Y seguí a la máquina. Nuestro duelo había de ser, forzosamente, rapidísimo: limitábase al choque, más o menos rudo, que tendríamos después, al reunimos: por consiguiente todo nuestro odio, todo nuestro futuro crédito también, debían concentrarse en un golpe supremo y decisivo. Para impedir que el maquinista —como siempre hacía— regulase el movimiento aproximativo de las dos partes del expreso, precisaba interesar a La Recelosa en el desafío y erigirla en una especie ele juez de campo.
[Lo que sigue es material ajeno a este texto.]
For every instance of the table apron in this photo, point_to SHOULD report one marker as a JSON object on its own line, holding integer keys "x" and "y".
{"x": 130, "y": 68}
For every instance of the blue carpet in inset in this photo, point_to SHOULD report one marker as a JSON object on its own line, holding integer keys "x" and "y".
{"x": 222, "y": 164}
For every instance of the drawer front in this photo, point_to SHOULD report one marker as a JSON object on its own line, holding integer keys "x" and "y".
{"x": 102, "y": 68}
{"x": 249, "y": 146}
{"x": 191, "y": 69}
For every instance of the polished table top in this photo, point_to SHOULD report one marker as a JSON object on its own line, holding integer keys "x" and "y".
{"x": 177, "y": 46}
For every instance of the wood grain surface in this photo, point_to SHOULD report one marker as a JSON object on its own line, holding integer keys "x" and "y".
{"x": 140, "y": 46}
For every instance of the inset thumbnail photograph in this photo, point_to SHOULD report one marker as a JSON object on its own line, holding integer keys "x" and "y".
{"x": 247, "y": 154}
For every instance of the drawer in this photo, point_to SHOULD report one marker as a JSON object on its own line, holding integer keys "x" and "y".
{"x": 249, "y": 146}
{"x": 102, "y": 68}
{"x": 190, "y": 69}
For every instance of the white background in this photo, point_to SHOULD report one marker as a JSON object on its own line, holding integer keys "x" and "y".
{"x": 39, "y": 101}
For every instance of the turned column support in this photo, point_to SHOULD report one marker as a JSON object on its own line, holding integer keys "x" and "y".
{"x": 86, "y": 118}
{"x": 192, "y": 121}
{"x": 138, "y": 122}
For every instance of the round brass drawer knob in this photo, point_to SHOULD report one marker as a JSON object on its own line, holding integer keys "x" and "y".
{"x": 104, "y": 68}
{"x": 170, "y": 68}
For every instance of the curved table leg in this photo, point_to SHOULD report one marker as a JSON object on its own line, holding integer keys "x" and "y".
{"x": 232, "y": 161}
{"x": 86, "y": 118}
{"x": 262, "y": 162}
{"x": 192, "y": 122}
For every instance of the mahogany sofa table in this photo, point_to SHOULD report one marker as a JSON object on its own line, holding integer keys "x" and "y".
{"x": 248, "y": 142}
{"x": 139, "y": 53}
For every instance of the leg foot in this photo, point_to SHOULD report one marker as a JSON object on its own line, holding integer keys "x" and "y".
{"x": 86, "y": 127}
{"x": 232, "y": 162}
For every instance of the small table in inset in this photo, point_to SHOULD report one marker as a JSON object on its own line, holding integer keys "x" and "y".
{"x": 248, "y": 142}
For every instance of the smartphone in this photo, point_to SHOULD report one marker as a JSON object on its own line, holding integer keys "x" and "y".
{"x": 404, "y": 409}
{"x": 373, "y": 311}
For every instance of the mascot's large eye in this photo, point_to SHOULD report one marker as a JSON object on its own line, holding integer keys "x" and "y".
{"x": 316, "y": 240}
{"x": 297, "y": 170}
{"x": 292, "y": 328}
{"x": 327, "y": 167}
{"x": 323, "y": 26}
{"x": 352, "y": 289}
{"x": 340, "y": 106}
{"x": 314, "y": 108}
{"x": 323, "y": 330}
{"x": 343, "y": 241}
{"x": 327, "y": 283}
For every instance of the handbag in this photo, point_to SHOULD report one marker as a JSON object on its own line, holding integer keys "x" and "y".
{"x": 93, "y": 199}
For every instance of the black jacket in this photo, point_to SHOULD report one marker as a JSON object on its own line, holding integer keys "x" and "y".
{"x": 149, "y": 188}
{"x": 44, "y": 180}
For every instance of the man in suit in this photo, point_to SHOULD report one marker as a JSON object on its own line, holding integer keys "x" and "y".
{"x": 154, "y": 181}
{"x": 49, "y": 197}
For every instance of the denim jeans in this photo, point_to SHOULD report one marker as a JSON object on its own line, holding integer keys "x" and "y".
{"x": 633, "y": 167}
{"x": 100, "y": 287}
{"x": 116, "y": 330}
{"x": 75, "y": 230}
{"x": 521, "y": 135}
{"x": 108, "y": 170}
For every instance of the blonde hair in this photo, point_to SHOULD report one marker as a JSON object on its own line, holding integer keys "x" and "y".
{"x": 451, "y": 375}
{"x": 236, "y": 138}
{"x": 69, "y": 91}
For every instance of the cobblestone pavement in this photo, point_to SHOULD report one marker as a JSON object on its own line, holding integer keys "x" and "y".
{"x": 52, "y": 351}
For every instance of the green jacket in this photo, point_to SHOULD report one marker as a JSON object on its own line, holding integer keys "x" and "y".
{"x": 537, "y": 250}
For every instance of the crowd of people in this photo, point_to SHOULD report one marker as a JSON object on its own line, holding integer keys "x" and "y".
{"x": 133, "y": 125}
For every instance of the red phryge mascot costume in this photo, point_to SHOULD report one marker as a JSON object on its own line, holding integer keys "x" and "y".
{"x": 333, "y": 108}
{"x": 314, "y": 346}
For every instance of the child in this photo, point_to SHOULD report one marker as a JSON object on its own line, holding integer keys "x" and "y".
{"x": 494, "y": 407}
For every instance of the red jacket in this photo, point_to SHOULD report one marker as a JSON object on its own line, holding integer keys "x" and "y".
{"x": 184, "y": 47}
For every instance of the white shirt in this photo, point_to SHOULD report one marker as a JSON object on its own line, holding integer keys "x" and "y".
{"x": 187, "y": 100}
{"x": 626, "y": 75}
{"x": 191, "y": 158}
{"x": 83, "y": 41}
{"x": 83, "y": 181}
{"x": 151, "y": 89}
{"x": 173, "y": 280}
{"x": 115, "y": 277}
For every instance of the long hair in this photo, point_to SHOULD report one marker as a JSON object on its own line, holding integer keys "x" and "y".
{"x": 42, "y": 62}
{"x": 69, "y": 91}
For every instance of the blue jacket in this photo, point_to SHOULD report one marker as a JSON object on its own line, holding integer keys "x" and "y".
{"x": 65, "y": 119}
Por medio del Negro, del furgón de cabeza y del ténder, hablé con ella, y no bien cruzamos algunas palabras cuando su voluntad estuvo de mi parte.

—Es indispensable —le dije— que cuando volvamos atrás y yo me halle a cincuenta o sesenta metros del Majo, fuerces tu velocidad, para lo cual arréglatelas de modo que tu regulador no funcione, pues de lo contrario el maquinista te obligará a ir despacio.
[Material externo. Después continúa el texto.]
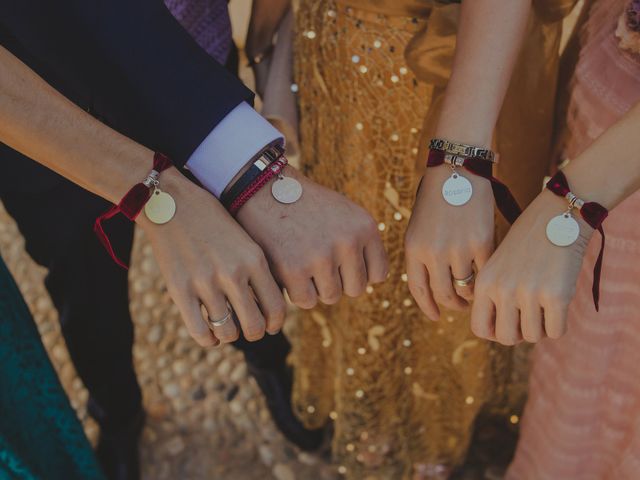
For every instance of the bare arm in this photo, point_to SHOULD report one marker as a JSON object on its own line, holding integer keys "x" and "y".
{"x": 529, "y": 282}
{"x": 444, "y": 241}
{"x": 206, "y": 257}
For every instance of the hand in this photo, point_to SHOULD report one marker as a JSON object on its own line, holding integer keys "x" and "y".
{"x": 206, "y": 258}
{"x": 525, "y": 289}
{"x": 320, "y": 246}
{"x": 444, "y": 242}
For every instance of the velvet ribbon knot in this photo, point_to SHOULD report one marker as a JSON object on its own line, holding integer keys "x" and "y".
{"x": 594, "y": 214}
{"x": 505, "y": 201}
{"x": 130, "y": 206}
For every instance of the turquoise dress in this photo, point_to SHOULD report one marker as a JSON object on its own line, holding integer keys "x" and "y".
{"x": 40, "y": 435}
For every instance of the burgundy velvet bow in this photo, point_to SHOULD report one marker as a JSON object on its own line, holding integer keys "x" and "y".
{"x": 131, "y": 205}
{"x": 594, "y": 214}
{"x": 505, "y": 201}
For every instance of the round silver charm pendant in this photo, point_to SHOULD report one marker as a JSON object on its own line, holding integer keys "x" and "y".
{"x": 286, "y": 190}
{"x": 563, "y": 230}
{"x": 160, "y": 208}
{"x": 457, "y": 190}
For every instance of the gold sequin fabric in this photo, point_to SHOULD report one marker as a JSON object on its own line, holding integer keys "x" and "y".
{"x": 403, "y": 391}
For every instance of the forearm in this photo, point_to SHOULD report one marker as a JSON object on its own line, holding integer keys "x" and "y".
{"x": 42, "y": 124}
{"x": 609, "y": 170}
{"x": 489, "y": 38}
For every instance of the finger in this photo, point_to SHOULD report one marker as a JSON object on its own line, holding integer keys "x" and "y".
{"x": 217, "y": 309}
{"x": 555, "y": 319}
{"x": 462, "y": 269}
{"x": 531, "y": 322}
{"x": 270, "y": 300}
{"x": 481, "y": 257}
{"x": 353, "y": 272}
{"x": 197, "y": 327}
{"x": 249, "y": 315}
{"x": 507, "y": 323}
{"x": 483, "y": 315}
{"x": 418, "y": 280}
{"x": 302, "y": 292}
{"x": 442, "y": 286}
{"x": 328, "y": 283}
{"x": 376, "y": 260}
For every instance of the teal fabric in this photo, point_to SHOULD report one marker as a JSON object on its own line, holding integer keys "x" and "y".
{"x": 40, "y": 435}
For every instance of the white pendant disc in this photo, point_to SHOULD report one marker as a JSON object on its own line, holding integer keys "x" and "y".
{"x": 457, "y": 190}
{"x": 286, "y": 190}
{"x": 160, "y": 208}
{"x": 563, "y": 230}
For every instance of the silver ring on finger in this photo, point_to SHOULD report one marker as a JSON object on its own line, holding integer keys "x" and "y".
{"x": 220, "y": 322}
{"x": 464, "y": 282}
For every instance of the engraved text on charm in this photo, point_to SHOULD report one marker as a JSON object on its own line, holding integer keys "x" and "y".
{"x": 160, "y": 208}
{"x": 457, "y": 190}
{"x": 286, "y": 190}
{"x": 563, "y": 230}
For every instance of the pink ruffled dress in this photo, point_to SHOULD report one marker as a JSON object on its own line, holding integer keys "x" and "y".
{"x": 582, "y": 420}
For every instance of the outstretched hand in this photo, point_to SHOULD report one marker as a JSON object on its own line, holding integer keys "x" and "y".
{"x": 320, "y": 247}
{"x": 444, "y": 242}
{"x": 525, "y": 289}
{"x": 207, "y": 259}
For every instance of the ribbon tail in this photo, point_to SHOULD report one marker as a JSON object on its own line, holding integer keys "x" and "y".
{"x": 102, "y": 236}
{"x": 505, "y": 201}
{"x": 597, "y": 271}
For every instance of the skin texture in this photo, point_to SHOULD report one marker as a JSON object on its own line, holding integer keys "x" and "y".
{"x": 525, "y": 289}
{"x": 204, "y": 255}
{"x": 319, "y": 247}
{"x": 444, "y": 241}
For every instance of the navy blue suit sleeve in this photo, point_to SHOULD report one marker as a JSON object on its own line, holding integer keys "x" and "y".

—Lo haré así —repuso La Sabrosa—; pero, la verdad: ¿tienes muchos deseos de topar con El Majo?

—Quiero —exclamé vehemente— partirle el cuerpo.

—Vamos a dar un escándalo…

—No importa, pues que en ese escándalo va envuelta una lección. Conviene escarmentar a los perdonavidas.

—Pues prepárate, Cabal, y reúne bien tus ímpetus —replicó La Sabrosa— porque ya volvemos.

Había bebido lo necesario y recogido seis mil kilos de carbón, y engrasada y reluciente retrocedía con su suave y poderoso rodar señorial. Desde otros carriles muchos vagones me observaban, y por la expectante atención que en ellos había les comprendí advertidos del lance. Aquellas miradas, en cada una de las cuales había un mordisco para mi amor propio, redoblaron mis ánimos: sentí que toda mi tablazón se contraía y endurecía, semejante a un músculo; que mis pernos y tornillos se apretaban, y que, a la vez, en sus marcos respectivos, todas mis puertas y ventanas se disponían al golpe.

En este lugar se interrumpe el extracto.